Monday, May 30, 2022

Passage from darkness to light

 

The opening page of Beethoven’s Fifth Symphony, whose first four notes make up one of the most famous motifs in all of music.
Credit...Bärenreiter-Verlag, Kassel

NYT article appreciates Herbert Blomstedt and his understanding of the tricky opening, especially after a new Barenreiter score for the 5th Symphony.  There's a nice feature in the article that demonstrates different versions of the opening.

Although slightly different in tempos and textures as a result of Blomstedt’s adoption of the new editions of Beethoven’s scores that came out in the 1990s, both symphony cycles he has recorded — with the Staatskapelle Dresden from 1975 to 1980 and the Gewandhaus Orchestra of Leipzig, Germany, from 2014 to 2017 — remain beacons of good taste, with a distinctive spiritual power shining through the music. In both sets, that’s particularly true of the Fifth, which may be less brutally violent than under other conductors but has a merciful empathy to its relative restraint.

Asked to choose a page from the Fifth’s score, Blomstedt went for the first, which announces the four-note motif that dominates the symphony’s passage from darkness to light.

Why do you think Beethoven remains such an obsession for so many of us?

One could write a whole book about that, but one thing to me is characteristic. We know that Beethoven was a sufferer, but he never expresses his suffering in his music, like Mahler does. You can hear it in every bar of Mahler — I’m suffering, I’m suffering, I’m suffering — and it’s wonderful, the way he does it.

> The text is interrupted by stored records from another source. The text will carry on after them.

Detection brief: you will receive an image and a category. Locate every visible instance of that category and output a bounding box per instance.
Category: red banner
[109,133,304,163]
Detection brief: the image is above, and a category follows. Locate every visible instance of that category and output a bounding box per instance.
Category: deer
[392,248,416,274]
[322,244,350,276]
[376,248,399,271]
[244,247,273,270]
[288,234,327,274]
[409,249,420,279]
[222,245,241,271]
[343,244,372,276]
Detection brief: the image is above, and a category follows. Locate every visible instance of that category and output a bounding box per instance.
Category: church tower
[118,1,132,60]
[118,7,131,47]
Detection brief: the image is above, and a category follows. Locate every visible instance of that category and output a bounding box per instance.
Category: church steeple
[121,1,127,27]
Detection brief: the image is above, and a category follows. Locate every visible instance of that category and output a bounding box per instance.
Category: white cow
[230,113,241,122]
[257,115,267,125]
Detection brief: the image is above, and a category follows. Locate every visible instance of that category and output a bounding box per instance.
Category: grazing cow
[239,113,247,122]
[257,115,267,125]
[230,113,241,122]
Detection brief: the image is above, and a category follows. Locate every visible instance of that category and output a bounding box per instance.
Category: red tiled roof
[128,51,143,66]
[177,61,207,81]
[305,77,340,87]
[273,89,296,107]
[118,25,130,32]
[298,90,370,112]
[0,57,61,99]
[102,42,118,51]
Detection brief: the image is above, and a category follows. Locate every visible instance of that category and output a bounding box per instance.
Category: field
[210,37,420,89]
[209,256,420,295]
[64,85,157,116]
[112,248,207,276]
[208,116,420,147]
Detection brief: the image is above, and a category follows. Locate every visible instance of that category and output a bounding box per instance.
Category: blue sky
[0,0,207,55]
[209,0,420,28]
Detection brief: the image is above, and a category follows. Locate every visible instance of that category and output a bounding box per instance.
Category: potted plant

Beethoven was another type of person. He doesn’t put his emotions on display, and that makes it more objective. It can represent the suffering of everyone, not only his, but mine, the suffering of the whole society. The suffering of today, in Ukraine for instance. It could symbolize anything. That helps it to outlive the personal situation of the composer, or the personal situation of the interpreter. It’s something that we go through, as humans.